Users look for buckets and balls based on specific ball requirements. For example, a user may ask which buckets contain a golf ball
, a red ball
and red soccer ball
? In this example, a bucket with a golf ball and a single red soccer ball but no other red balls does not satisfy the query (we need at least one other red ball; two red soccer balls would do it. In other words, one ball can't simultaneously satisfy multiple parts of the query). So the query would look something like this:
[{
ball_type: "golf"
},{
color: "red"
},{
color: "red",
ball_type: "soccer"
}]
The application returns both bucket ids
and the ball ids
that satisfy the requirements within each bucket (preferably in a way that associates the matching ball id with the query it matches on). For example, a possible return would look like this:
[{
bucket_id: 1,
ball_ids: [{
query: “golf ball”,
ball_id: 1,
},{
query: “red ball”,
ball_id: 6,
},{
query: “red soccer ball”,
ball_id: 14,
}]
},
... other matches ...
]
But this would do just as well:
bucket_id: 1,
ball_ids: {
query0_ball_id: 1,
query1_ball_id: 6,
query2_ball_id: 14
}
To be clear, I have tried a number of solutions to this problem and have been benchmarking different options.
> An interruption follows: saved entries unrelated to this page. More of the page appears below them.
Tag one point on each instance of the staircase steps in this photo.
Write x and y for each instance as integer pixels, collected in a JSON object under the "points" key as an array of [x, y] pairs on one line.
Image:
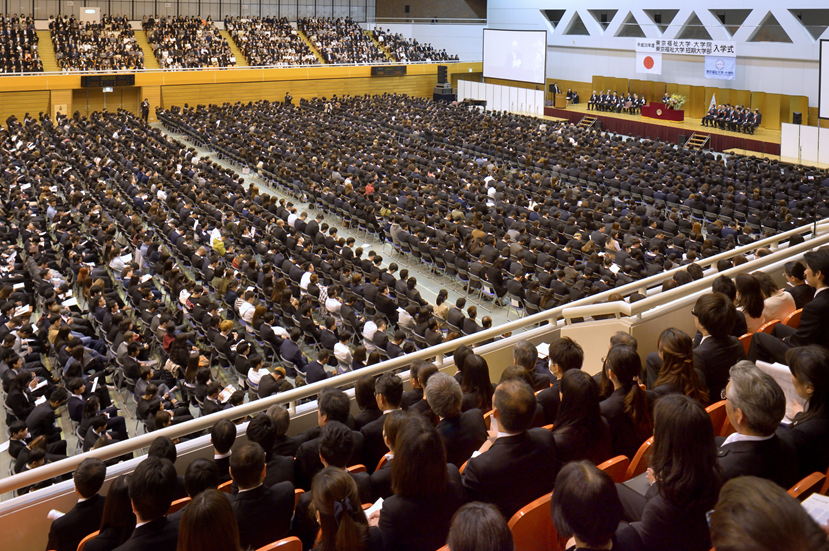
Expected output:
{"points": [[241, 61]]}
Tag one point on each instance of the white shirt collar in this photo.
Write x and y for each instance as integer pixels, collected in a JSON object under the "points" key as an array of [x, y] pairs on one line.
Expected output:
{"points": [[737, 437]]}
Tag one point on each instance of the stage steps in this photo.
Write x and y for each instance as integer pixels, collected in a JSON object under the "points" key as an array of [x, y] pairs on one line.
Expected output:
{"points": [[241, 60], [46, 51], [697, 141], [587, 121]]}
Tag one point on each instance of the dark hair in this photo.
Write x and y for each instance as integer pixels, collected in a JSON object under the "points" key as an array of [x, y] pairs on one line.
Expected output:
{"points": [[757, 514], [476, 381], [163, 448], [246, 464], [118, 508], [419, 466], [390, 387], [750, 295], [364, 392], [209, 524], [684, 457], [810, 366], [262, 430], [717, 314], [516, 405], [585, 504], [579, 417], [222, 435], [678, 365], [336, 443], [89, 477], [343, 524], [626, 366], [152, 488], [201, 474], [479, 527], [567, 354], [334, 404]]}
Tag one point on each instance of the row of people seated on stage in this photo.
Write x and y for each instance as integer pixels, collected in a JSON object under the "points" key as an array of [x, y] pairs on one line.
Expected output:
{"points": [[736, 119], [611, 101]]}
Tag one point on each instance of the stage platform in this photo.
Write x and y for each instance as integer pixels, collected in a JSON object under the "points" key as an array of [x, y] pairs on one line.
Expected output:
{"points": [[764, 141]]}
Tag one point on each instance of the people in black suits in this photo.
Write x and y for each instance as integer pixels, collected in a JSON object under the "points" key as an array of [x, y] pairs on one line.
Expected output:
{"points": [[813, 327], [519, 467], [222, 436], [462, 433], [41, 421], [334, 405], [84, 518], [152, 487], [809, 431], [427, 491], [336, 445], [755, 405], [388, 390], [263, 513]]}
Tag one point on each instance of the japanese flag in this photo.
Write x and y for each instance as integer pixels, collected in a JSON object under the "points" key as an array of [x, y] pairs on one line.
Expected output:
{"points": [[649, 63]]}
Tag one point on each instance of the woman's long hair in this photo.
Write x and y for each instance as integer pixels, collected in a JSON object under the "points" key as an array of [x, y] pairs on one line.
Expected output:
{"points": [[678, 365], [684, 457], [342, 521]]}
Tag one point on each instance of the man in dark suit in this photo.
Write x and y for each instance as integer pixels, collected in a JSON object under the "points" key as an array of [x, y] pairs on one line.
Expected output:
{"points": [[41, 421], [290, 352], [334, 405], [519, 467], [222, 436], [755, 405], [152, 487], [263, 513], [388, 390], [565, 354], [262, 430], [717, 350], [336, 445], [813, 329], [85, 517], [462, 433]]}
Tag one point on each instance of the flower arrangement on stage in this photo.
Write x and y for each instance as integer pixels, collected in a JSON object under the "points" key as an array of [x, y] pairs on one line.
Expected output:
{"points": [[676, 101]]}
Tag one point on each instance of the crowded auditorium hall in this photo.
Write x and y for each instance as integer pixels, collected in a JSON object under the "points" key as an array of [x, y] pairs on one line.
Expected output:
{"points": [[375, 277]]}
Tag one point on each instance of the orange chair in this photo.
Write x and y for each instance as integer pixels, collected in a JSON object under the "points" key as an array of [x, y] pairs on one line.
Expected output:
{"points": [[86, 539], [767, 327], [716, 412], [178, 505], [807, 486], [616, 467], [727, 429], [746, 340], [532, 527], [640, 460], [793, 319], [381, 463], [285, 544]]}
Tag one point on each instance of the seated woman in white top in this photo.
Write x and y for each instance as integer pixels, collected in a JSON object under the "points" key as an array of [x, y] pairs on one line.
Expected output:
{"points": [[778, 304], [750, 301]]}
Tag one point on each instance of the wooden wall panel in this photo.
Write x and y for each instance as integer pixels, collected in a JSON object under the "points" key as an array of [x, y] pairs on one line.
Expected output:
{"points": [[20, 103]]}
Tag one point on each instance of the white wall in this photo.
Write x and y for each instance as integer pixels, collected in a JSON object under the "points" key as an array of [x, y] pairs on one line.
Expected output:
{"points": [[465, 41], [784, 68]]}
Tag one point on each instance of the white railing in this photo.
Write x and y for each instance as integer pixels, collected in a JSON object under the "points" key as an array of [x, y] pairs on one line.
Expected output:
{"points": [[574, 309]]}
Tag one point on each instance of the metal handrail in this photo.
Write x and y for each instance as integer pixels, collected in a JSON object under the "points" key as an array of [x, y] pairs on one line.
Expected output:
{"points": [[69, 464]]}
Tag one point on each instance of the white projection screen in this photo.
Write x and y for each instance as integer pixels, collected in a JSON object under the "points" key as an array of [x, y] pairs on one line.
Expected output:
{"points": [[516, 55], [823, 87]]}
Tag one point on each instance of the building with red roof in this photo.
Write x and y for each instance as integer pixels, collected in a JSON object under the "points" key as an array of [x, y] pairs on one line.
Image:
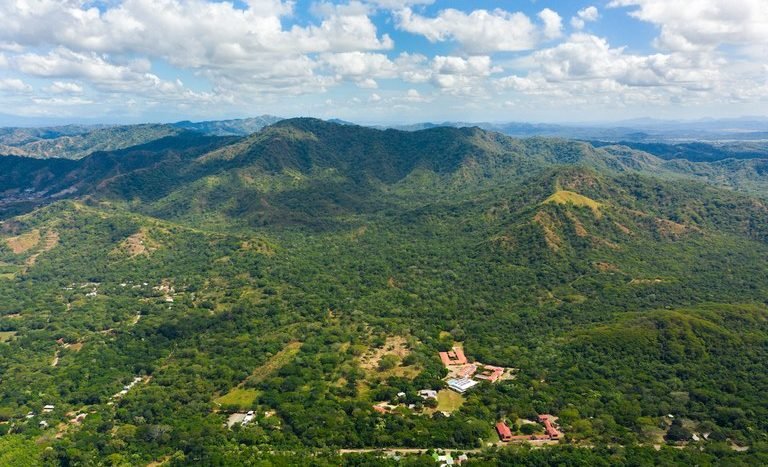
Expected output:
{"points": [[505, 434], [491, 373], [552, 432]]}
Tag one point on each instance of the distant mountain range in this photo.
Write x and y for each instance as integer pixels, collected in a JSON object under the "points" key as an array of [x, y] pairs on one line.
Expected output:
{"points": [[160, 288], [77, 141], [738, 138]]}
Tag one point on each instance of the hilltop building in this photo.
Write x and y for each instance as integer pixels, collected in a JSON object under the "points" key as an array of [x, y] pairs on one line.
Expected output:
{"points": [[461, 385]]}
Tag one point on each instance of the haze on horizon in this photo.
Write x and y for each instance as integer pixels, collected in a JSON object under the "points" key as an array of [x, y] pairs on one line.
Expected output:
{"points": [[382, 61]]}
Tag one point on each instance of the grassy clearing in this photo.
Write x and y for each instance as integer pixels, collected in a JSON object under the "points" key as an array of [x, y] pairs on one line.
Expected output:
{"points": [[278, 360], [575, 199], [449, 401], [5, 336], [242, 398], [24, 242]]}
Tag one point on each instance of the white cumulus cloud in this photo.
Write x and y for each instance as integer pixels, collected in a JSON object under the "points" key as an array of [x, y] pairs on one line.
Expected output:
{"points": [[584, 16]]}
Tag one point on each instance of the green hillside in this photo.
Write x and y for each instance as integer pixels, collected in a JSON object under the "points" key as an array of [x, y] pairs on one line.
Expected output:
{"points": [[313, 270]]}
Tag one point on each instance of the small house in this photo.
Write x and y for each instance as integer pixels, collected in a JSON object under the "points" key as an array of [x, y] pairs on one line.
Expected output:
{"points": [[505, 434]]}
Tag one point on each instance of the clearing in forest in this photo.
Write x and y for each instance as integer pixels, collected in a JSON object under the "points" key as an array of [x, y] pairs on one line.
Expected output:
{"points": [[24, 242], [242, 398], [396, 349], [449, 401], [5, 336], [575, 199], [277, 361]]}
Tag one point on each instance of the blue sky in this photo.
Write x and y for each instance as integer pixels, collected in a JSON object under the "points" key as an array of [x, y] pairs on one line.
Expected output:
{"points": [[382, 61]]}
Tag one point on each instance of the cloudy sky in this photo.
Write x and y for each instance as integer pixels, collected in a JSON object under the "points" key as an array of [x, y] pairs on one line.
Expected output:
{"points": [[383, 60]]}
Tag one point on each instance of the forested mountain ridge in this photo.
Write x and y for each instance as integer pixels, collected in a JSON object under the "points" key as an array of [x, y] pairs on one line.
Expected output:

I’m asking this question because I’m hoping that there are more solutions or optimizations that I’m not aware of (I have already indexed the table columns but I’m open to ideas for better indices).
My current solution is to use a table that looks like this:
ball_id | ball_type | color | weight | is_inflated | bucket_id
--------------------------------------------------------------
0 | cricket | red | 157 | NULL | 1
1 | golf | green | 45.93 | NULL | 1
[etc.]
Queries then rely on self inner joins (FROM balls as b0 INNER JOIN balls as b1
) where b0.bucket_id = b1.bucket_id
. Something like:
SELECT
b0.bucket_id AS bucket_id,
b0.ball_id AS ball_0,
b1.ball_id AS ball_1,
b2.ball_id AS ball_2
FROM balls AS b0
INNER JOIN balls AS b1 ON
b0.bucket_id = b1.bucket_id
INNER JOIN balls AS b2 ON
b0.bucket_id = b2.bucket_id
WHERE
-- each ball must be unique
b0.ball_id != b1.ball_id AND b0.ball_id != b2.ball_id AND b1.ball_id != b2.ball_id
-- match balls to requirements
AND
b0.ball_type = 'golf'
AND
b1.color = 'red'
AND
b2.color = 'red' AND b2.ball_type = 'soccer'
This is pretty performant when I’m only looking for buckets that have two types of balls in them. It’s also fine when I look for multiple balls that are rare overall.
The problem is that when I search for three balls that all occur 10,000 times, the joins become incredibly expensive even if the result is only 30 buckets. So queries that I want running under 100ms take more than 5000ms (and obviously adding just one more common ball to the query will multiply the problem). Note: the most expensive part of my (postgres) query appears to be a “Parallel Bitmap Heap Scan” the meaning of which I do not yet adequately understand.
How can I optimize my current solution? (or is there some other thing I should really switch to that is designed for this problem).
I’m open to alternative data structures but I think that makes this question too open. I want to stick with my postgres db and the structure I’m describing above unless it's a terrible idea for some reason because: (1) it makes it easier conceptually for other devs to enter into this project, (2) it requires less time from me to learn the underlying tech (this stuff is only a hobby).